Abraham Lincoln made it clear. He set her mind quite at rest on that point. Before they parted he said in effect what he afterwards repeated in the Second Inaugural: “If this struggle were to be prolonged till there was not a home in the land where there was not one dead, till all the treasure amassed by the unpaid labor of the slave should be wasted, till every drop of blood drawn by the lash should be atoned by blood drawn by the sword, we could only bow and say, ‘Just and true are thy ways, thou King of Saints!’”
This was indeed a passage from his inmost soul. Sometimes a great man has an hour in which he finds it comforting to open his heart to the compassionate ear of a woman. Without disrespect to his revered memory we may believe that President Lincoln did on this day find such a relief in talking with a woman whose book with its key and whose letters and articles had proved not only the sensitive sympathy and flame-like patriotism of her soul, but also the statesman-like grasp of her mind.

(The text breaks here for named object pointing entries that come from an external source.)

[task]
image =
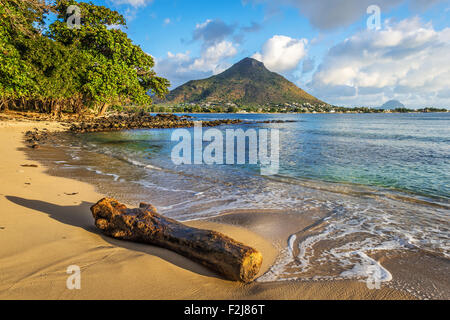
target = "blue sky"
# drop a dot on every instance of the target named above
(325, 47)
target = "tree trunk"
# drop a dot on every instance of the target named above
(214, 250)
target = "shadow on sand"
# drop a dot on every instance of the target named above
(80, 216)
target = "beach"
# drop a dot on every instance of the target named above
(46, 226)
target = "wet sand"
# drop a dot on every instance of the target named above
(46, 226)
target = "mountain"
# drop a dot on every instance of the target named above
(392, 104)
(247, 82)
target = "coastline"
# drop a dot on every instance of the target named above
(46, 228)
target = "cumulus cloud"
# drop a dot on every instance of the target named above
(407, 61)
(182, 67)
(134, 3)
(331, 14)
(214, 55)
(254, 27)
(282, 53)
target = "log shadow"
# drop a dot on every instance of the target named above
(80, 216)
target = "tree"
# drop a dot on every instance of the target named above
(55, 67)
(119, 71)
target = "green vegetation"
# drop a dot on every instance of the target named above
(54, 68)
(248, 83)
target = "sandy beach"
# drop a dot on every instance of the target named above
(46, 226)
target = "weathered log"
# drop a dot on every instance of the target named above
(212, 249)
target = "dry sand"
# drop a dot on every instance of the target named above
(44, 230)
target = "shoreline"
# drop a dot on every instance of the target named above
(46, 228)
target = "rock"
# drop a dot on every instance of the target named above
(212, 249)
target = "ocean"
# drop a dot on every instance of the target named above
(372, 182)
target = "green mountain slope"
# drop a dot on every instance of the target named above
(247, 82)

Then perhaps in this interview with its high emotional tension there may have come a moment when personal things could be mentioned, for I do not know how otherwise to account for the great confidence he reposed in her in one of the things that he said in that interview. Perhaps the way may have been opened by her saying something about her own feelings in writing “Uncle Tom’s Cabin.” She may have told him how acutely she suffered when she was working on that book. Elsewhere she has said, “Many times, in writing ‘Uncle Tom’s Cabin,’ I thought my health would fail me utterly, but I prayed earnestly that God would help me till I got through, and still I was pressed beyond measure and above strength.” Something of this sort she doubtless told Mr. Lincoln. To this the President must have listened with full understanding. “It lies like lead on my heart,” she would continue. “It shadows my life with sorrow. The more so since I feel for the south as for my own brothers, and am pained for every horror I have been obliged to describe, as one who is forced by an awful oath to disclose in court some family disgrace. Many times I have thought I must die, and yet I pray God that I may live to see the end of this struggle.”

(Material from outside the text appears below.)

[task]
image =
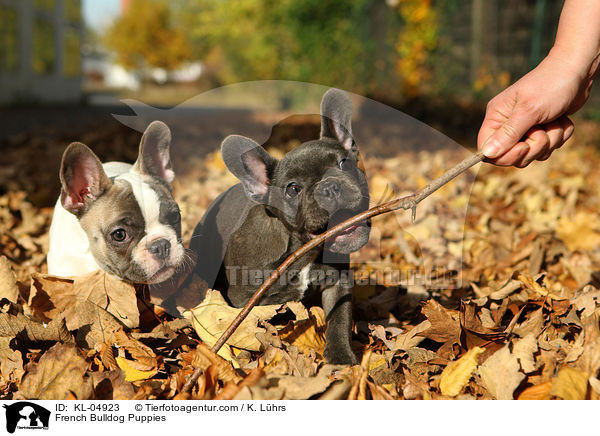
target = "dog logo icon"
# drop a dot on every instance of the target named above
(26, 415)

These are the words of Mrs. Stowe; if she used the same words in speaking with President Lincoln it would surely be in response that he must have said what we know he did say in some part of this conversation, that he did not think that it would be given to him to rejoice in the successful outcome of the great rebellion. “Whichever way it ends, I have the impression that I shan’t last long after it is over,” was what he said. Mrs. Stowe afterwards said that she felt that no man had suffered more or more deeply than he, although it was a dry, weary, patient pain that seemed to some like insensibility, but was not—Oh, never was at all! After he was gone his countrymen understood this perfectly. Mrs. Stowe understood it then. She said, “When we have passed through this trouble we shall think that no private or individual sorrow can ever make us wholly comfortless. If my faith in God’s presence and living power in the affairs of men ever grows dim, that thought shall make it impossible for me to doubt.”